Par une requête, enregistrée le 23 décembre 2015, MmeD..., représentée par la SCP Frison et associés, demande à la cour :
1°) d'annuler ce jugement ;
2°) d'annuler pour excès de pouvoir cet arrêté ;
3°) d'enjoindre à la préfète de la Somme de lui délivrer un titre de séjour dans le délai de deux mois suivant la notification du jugement à intervenir.
Elle soutient que :
- l'arrêté méconnaît les dispositions du 7° de l'article L. 313-11 du code de l'entrée et du séjour des étrangers en France, ainsi que les stipulations de l'article 8 de la convention européenne de sauvegarde des droits de l'homme et des libertés fondamentales ;
- il est entaché d'une erreur manifeste dans l'appréciation de sa situation personnelle ;
- il méconnaît les stipulations de l'article 3 de la convention internationale relative aux droits de l'enfant ;
- la préfète n'a pas pris en compte les critères de la circulaire du 28 novembre 2012 relative aux conditions d'examen des demandes d'admission au séjour déposées par des ressortissants étrangers en situation irrégulière dans le cadre des dispositions du code de l'entrée et du séjour des étrangers et du droit d'asile.
La requête a été communiquée à la préfète de la Somme qui n'a pas produit de mémoire.

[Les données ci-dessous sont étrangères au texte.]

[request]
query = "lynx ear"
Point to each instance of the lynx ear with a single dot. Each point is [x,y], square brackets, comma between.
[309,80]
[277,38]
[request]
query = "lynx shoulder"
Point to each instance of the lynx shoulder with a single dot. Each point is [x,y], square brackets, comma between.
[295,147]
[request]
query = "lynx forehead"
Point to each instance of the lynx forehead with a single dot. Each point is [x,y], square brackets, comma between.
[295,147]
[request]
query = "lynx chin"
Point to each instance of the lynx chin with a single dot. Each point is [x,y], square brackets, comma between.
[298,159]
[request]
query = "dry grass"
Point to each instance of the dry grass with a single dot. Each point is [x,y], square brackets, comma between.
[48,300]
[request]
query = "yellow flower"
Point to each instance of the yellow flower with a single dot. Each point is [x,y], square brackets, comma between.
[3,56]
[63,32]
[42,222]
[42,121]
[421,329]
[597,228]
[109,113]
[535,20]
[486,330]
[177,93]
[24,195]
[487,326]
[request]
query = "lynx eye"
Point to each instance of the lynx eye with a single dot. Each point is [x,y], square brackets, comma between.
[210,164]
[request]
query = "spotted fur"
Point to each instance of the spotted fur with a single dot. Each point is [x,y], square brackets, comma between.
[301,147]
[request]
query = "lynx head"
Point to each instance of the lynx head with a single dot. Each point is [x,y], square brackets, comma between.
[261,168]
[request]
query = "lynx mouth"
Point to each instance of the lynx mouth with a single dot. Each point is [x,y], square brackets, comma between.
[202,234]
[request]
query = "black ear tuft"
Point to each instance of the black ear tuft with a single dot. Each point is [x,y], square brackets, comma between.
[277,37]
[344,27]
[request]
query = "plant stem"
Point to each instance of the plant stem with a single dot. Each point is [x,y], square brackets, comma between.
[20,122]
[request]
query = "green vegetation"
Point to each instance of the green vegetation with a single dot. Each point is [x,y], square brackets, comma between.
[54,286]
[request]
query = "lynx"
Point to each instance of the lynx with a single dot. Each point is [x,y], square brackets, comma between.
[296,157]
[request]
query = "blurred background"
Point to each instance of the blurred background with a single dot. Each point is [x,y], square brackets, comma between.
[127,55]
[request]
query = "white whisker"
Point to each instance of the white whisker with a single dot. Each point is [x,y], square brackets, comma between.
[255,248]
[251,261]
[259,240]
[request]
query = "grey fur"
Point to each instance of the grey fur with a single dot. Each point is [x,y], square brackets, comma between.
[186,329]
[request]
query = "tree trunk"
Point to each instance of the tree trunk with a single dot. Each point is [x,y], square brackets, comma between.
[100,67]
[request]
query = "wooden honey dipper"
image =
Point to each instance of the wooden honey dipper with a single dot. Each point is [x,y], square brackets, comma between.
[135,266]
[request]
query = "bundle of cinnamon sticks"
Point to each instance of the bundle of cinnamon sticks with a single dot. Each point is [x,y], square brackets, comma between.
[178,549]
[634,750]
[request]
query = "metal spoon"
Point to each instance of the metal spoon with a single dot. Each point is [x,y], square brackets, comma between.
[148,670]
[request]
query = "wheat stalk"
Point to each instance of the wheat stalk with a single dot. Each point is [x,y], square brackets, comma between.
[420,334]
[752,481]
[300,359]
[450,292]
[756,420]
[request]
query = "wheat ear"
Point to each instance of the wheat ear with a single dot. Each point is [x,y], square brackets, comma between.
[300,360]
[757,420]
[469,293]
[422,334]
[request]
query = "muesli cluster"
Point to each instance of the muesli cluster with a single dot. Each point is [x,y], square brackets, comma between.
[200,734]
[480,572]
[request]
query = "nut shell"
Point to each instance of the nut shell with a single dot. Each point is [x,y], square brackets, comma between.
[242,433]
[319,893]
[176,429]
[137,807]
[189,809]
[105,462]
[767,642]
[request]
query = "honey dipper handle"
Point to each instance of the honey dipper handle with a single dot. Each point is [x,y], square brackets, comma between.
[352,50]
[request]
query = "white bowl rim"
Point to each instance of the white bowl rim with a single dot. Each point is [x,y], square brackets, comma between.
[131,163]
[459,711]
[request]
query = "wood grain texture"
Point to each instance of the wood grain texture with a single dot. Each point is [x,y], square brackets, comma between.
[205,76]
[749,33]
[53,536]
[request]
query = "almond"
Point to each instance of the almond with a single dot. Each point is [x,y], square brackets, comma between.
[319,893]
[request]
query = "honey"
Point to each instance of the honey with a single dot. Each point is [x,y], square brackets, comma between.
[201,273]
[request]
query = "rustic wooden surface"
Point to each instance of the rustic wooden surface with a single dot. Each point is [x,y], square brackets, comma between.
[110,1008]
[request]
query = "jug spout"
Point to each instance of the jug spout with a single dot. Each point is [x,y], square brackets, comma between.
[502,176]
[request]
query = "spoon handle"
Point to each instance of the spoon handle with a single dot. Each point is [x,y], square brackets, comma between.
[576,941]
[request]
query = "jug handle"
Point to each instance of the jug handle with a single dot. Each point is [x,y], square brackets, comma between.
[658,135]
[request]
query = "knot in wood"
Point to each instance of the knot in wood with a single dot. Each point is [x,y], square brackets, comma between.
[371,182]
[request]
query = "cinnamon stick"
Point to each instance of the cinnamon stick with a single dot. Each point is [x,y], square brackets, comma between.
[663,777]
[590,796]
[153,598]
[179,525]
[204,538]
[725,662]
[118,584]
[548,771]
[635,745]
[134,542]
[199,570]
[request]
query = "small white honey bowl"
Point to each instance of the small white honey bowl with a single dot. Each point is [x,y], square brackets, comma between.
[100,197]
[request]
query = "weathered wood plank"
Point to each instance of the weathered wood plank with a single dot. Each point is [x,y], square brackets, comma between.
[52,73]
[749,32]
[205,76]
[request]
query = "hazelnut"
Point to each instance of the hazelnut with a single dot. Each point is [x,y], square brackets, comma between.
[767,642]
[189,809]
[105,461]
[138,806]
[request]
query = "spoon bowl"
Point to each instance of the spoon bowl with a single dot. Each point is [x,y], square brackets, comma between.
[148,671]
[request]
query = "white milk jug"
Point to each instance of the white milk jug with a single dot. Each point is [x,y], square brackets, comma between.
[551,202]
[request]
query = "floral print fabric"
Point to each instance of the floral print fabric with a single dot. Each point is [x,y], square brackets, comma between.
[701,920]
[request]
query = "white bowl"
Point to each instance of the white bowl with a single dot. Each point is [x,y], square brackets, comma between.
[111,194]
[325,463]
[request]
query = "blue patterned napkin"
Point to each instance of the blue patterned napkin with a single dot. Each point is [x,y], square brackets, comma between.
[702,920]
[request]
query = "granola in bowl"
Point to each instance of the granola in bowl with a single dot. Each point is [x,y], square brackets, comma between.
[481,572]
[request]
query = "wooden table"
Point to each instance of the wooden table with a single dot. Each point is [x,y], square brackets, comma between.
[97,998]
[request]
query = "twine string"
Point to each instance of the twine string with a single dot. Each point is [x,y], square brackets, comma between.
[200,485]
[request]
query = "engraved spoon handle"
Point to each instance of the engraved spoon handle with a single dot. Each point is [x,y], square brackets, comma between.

Mme C...a été admise au bénéfice de l'aide juridictionnelle totale par une décision du 4 janvier 2016 du bureau d'aide juridictionnelle près le tribunal de grande instance de Douai.
Vu les autres pièces du dossier.
Vu :
- la convention européenne de sauvegarde des droits de l'homme et des libertés fondamentales ;
- la convention internationale relative aux droits de l'enfant ;
- le code de l'entrée et du séjour des étrangers et du droit d'asile ;
- le code de justice administrative.
Le président de la formation de jugement a dispensé le rapporteur public, sur sa proposition, de prononcer des conclusions à l'audience.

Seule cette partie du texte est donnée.